個人事業主が抱く会計処理の不安を解消:東商・中野支部が記帳べんり講座

2018/05/11 イベント
not set 実務に直接役立つ内容だけに参加者は真剣に講師の話を聞いていた

 東京商工会議所中野支部は10日、東京・中野の区立商工会館で「個人事業主のための記帳便利講座」を開催した。事業を始めようとする創業者や開業して間もない事業主などを対象として、経営に不可欠な会計処理の基本知識、考え方などを伝えた。内容は、開業時の手続き、税務知識、帳簿処理、消費税の扱いなどを分かりやすく解説し、知識を得て個人事業主が抱く経理や税務への不安を解消してもらうのが狙い。

 講師は、小規模事業者の記帳相談指導に携わる税理士の矢田勝久氏で、前半に開業時に知っておくべき事項と届出書類作成の注意点について、後半は期中処理として伝票・帳簿の種類や複式簿記の流れなどを説明し、最後に伝票や帳簿への記帳の仕方などを模擬シートに記入し、事業で活用できるまでを伝えた。この日、学ぶ内容はすべて事業に役立つ内容であるだけに、約50人の参加者は真剣な表情で講師の話に耳を傾けていた。

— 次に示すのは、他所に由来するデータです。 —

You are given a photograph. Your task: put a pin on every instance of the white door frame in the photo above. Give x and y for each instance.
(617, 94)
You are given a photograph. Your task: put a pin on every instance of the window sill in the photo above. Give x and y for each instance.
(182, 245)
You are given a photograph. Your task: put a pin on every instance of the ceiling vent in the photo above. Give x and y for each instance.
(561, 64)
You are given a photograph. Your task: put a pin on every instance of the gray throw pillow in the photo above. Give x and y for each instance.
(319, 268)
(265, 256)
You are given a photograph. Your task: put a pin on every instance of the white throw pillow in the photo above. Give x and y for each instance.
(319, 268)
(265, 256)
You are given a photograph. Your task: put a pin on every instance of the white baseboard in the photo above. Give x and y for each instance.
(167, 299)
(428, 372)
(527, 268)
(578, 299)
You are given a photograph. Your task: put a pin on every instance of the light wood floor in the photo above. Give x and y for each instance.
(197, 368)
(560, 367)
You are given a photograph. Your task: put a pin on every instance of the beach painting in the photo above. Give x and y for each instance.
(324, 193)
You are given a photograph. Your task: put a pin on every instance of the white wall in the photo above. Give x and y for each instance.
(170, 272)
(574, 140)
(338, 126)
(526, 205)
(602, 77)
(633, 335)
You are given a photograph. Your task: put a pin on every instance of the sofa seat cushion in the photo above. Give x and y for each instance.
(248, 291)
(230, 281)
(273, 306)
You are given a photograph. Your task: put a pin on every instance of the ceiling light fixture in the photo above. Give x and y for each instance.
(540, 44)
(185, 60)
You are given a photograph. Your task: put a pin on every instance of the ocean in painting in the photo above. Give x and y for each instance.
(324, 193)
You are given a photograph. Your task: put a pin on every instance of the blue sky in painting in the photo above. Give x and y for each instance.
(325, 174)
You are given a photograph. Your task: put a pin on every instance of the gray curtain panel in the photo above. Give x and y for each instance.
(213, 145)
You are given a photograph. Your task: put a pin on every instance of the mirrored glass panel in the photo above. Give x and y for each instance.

 セミナーで矢田氏は、開業時に準備すべきこととして事業所の契約や銀行口座の開設、備品整理など営業面だけを重視する傾向があるが、伝票・帳簿など管理面の準備を忘れてはいけないことを強調。日常業務として会計伝票、総勘定元帳、現金出納帳などへの記載が必要であること、事業年度は任意で決められる法人とは異なり、個人事業は毎年1月1日~12月31日の期間となること、「12月31日時点でのたな卸しで、売上に対する商品原価を把握しなければならい」などの基本を説明した。

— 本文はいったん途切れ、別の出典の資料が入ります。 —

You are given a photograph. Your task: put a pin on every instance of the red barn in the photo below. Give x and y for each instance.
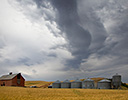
(12, 80)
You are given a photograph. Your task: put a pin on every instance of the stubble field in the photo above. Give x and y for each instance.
(21, 93)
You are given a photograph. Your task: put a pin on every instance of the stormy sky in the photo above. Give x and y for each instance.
(64, 39)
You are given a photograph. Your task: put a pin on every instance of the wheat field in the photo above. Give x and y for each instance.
(21, 93)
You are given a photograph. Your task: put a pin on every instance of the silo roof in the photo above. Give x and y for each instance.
(77, 80)
(88, 79)
(57, 81)
(66, 81)
(105, 80)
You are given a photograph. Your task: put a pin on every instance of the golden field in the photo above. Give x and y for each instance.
(21, 93)
(43, 84)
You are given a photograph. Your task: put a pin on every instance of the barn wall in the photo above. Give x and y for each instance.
(7, 82)
(14, 81)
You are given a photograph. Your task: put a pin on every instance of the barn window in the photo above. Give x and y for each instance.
(3, 83)
(18, 78)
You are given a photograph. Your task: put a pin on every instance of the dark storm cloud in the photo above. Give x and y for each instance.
(68, 20)
(96, 33)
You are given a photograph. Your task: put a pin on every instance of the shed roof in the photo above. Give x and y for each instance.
(66, 81)
(7, 77)
(88, 80)
(105, 80)
(57, 81)
(77, 80)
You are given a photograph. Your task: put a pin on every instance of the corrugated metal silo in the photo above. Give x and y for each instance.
(56, 84)
(88, 84)
(116, 81)
(104, 84)
(76, 84)
(66, 84)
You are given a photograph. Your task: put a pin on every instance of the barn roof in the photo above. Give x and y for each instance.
(7, 77)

 また、消費税は「売り上げが1000万円を超えた年度の2年後から課税される。その時の売上高が1000万円以下でも免税されないので注意しなければいけない」とし、消費税納税の仕組みと簡易課税について解説した。そのほか、開業時の届出書の種類と青色申告のメリットについて話した後、帳簿の種類、仕訳、試算表の作成、勘定項目など具体的な期中処理の記入事例を通し分かりやすく会計処理の仕方を伝えた。